Am I right about the GPU, and would it make sense for the other two things to possibly be an issue?
 
Blackscreens with continued audio are a gpu failure, not a psu failure. As far as the psu goes, the gpu either has enough power to work, or not. Those cards alone average 200-260w draw, 95w cpu (stock) anywhere upto @100w for the mobo and drives. Tight for a mediocre 450w Capstone G under heavy load conditions. But doable.

It's almost always 1 of 2 things cause blackscreens. Overheated vram/VRM's, driver conflicts. Gpu temps are next to useless as that's the processor which has a temp sensor, not the vram/VRM's which does not. Make sure that the heatsink is clean and the fan at the rear of the card is working correctly. The front fan is above the processor, both should be equitable speeds. The R9 series fans are a common failure place.

Drivers include the gpu drivers, windows drivers and the motherboard drivers, with windows 10 updates it's important to make sure all 3 are the latest/newest.
 
The audio has not "continued" the few times it's been running when the crashes happened. It glitches out for a couple of seconds, then stops completely. All drivers are up to date, and the fan is working. The crashes have happened even while I've been at work and the computer is doing nothing.
 
Wierd. Doesn't crash during stress tests, but does at idle. Crashes in certain software, but not others. Hardware seems intact, psu will generally fail during stress, but can fail at low voltage levels instead.
How full is the ssd? Is malwarebytes kept on hdd not the ssd?
 
The SSD has 67GB free(out of an actual size of 231). Malwarebytes is installed on it, as are most non-game programs.

I'm sure it would eventually crash during stress tests if I ran them long enough, but it seems that whatever is causing the crashes simply is not reliably triggered by the tests.
 
Possibility exists that Malewarebytes is causing crashes. However, for the first time I've had an error pop up in the event logs leading up to some of the crashes. The following appeared twice within ten seconds of three crashes:

Fault bucket , type 0
Event Name: LiveKernelEvent
Response: Not available
Cab Id: 0

Problem signature:
P1: 141
P2: ffffc10bdae33010
P3: fffff8052c2ef99c
P4: 0
P5: 32c
P6: 10_0_16299
P7: 0_0
P8: 768_1
P9:
P10:

I don't have another PSU or tower to test with, sadly.

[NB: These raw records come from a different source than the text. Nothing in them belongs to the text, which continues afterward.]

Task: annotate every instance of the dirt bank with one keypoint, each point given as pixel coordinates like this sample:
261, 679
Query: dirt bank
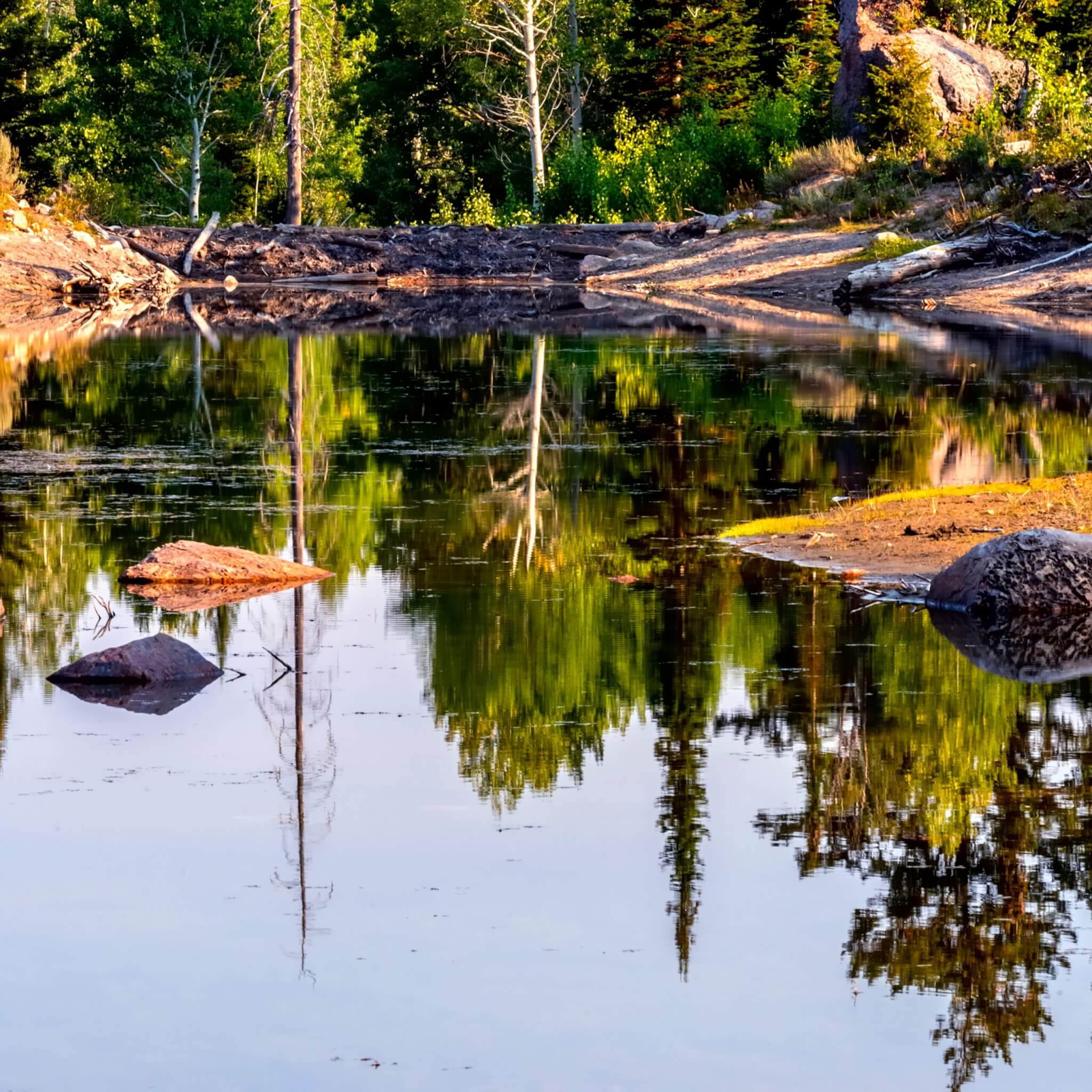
918, 533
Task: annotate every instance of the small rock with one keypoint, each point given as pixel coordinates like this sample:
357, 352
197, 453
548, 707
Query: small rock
592, 264
190, 563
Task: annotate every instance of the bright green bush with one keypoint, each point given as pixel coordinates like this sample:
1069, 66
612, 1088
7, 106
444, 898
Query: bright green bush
1062, 116
662, 172
898, 111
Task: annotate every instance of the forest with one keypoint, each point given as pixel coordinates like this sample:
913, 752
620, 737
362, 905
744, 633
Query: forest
481, 111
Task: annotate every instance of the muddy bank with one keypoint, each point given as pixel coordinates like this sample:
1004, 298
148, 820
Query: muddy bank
917, 534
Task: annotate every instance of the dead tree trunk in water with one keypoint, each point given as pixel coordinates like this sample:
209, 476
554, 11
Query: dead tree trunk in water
531, 35
294, 208
296, 439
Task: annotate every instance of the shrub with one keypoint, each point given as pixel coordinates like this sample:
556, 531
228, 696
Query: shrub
1063, 118
9, 167
898, 110
105, 202
831, 157
974, 144
660, 171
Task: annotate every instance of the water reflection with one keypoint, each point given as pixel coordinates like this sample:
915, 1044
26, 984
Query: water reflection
498, 484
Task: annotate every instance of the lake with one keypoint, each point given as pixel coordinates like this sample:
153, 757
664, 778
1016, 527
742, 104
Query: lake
548, 786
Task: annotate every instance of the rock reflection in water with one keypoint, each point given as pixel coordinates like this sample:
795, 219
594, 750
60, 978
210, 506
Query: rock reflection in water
155, 699
1026, 648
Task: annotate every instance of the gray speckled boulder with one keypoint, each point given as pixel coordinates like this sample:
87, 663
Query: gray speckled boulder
1039, 572
152, 660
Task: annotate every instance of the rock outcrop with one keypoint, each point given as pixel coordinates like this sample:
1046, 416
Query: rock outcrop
962, 75
1029, 648
1038, 572
190, 563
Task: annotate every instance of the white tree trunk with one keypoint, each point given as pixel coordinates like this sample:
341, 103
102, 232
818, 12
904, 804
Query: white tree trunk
196, 173
534, 114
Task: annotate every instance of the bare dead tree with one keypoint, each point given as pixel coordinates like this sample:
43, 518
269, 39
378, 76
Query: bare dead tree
527, 32
301, 86
198, 84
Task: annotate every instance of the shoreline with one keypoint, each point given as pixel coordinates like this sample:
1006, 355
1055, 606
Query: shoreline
913, 534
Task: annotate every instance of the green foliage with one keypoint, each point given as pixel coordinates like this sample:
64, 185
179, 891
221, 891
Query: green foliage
898, 111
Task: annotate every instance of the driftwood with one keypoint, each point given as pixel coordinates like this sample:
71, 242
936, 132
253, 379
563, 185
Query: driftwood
190, 563
199, 243
1068, 256
366, 278
581, 249
872, 279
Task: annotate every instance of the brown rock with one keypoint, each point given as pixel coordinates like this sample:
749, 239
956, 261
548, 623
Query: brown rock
189, 563
155, 660
962, 76
1038, 572
1029, 648
185, 599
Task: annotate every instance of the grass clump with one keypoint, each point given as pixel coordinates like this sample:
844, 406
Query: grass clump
830, 157
9, 167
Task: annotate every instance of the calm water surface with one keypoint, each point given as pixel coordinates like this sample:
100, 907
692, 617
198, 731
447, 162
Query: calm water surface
508, 823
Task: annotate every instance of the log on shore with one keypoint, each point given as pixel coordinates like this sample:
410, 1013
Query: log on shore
872, 279
190, 563
199, 243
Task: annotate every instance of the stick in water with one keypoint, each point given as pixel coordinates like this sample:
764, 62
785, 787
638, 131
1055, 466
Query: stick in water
199, 243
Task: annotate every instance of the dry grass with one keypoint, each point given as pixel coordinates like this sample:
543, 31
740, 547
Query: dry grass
831, 157
9, 167
862, 509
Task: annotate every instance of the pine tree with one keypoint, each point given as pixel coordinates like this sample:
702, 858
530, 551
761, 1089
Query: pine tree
687, 56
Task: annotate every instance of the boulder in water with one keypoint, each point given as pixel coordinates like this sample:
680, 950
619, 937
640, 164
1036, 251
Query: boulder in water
1039, 572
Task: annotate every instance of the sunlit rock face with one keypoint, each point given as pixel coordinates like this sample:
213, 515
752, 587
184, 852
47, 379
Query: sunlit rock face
962, 75
1038, 572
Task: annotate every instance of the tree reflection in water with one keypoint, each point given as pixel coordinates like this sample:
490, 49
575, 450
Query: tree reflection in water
414, 456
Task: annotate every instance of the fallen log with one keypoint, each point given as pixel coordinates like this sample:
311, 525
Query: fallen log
199, 243
199, 322
1068, 256
872, 279
366, 278
190, 563
581, 249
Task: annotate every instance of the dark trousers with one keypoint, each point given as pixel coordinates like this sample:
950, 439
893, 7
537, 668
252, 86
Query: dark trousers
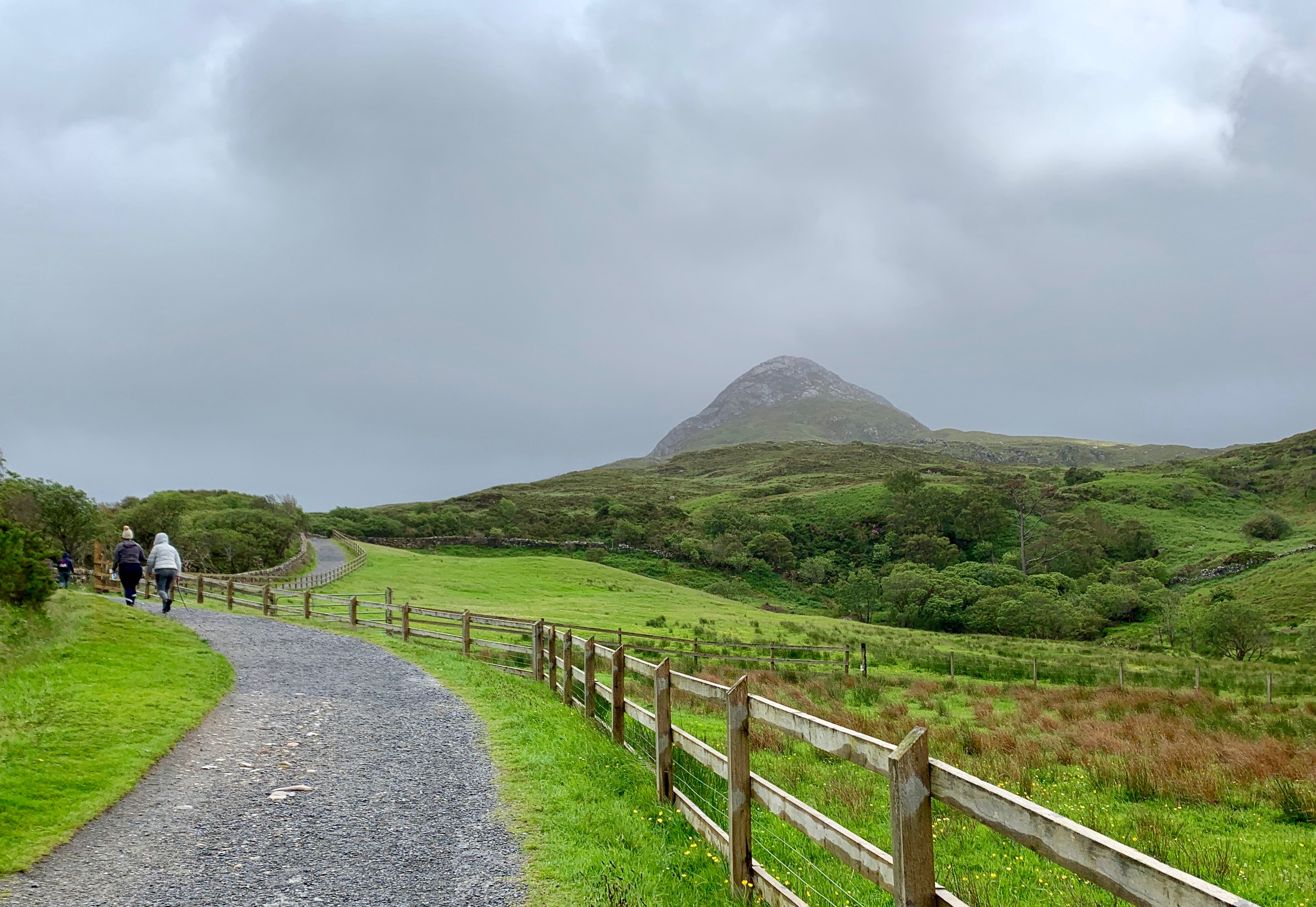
131, 574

However my brother is letting me use his just-acquired GTX 1050Ti to see if the GPU really is the problem(since he doens't need to install it right away).
 
His computer's an hour and a half away. Him bringing the GPU for me to try was only possible because he was stopping by for other reasons.

I'll try this again since it apparently didn't post the first time, but there's been a new development: On the most recent crash I got a blue screen instead of a black screen. Came up VIDEO TDR FAILURE, What failed: atikmdag.sys

Based on what I've looked up, this is most often caused by outdated drivers. However, all of my drivers are up to date.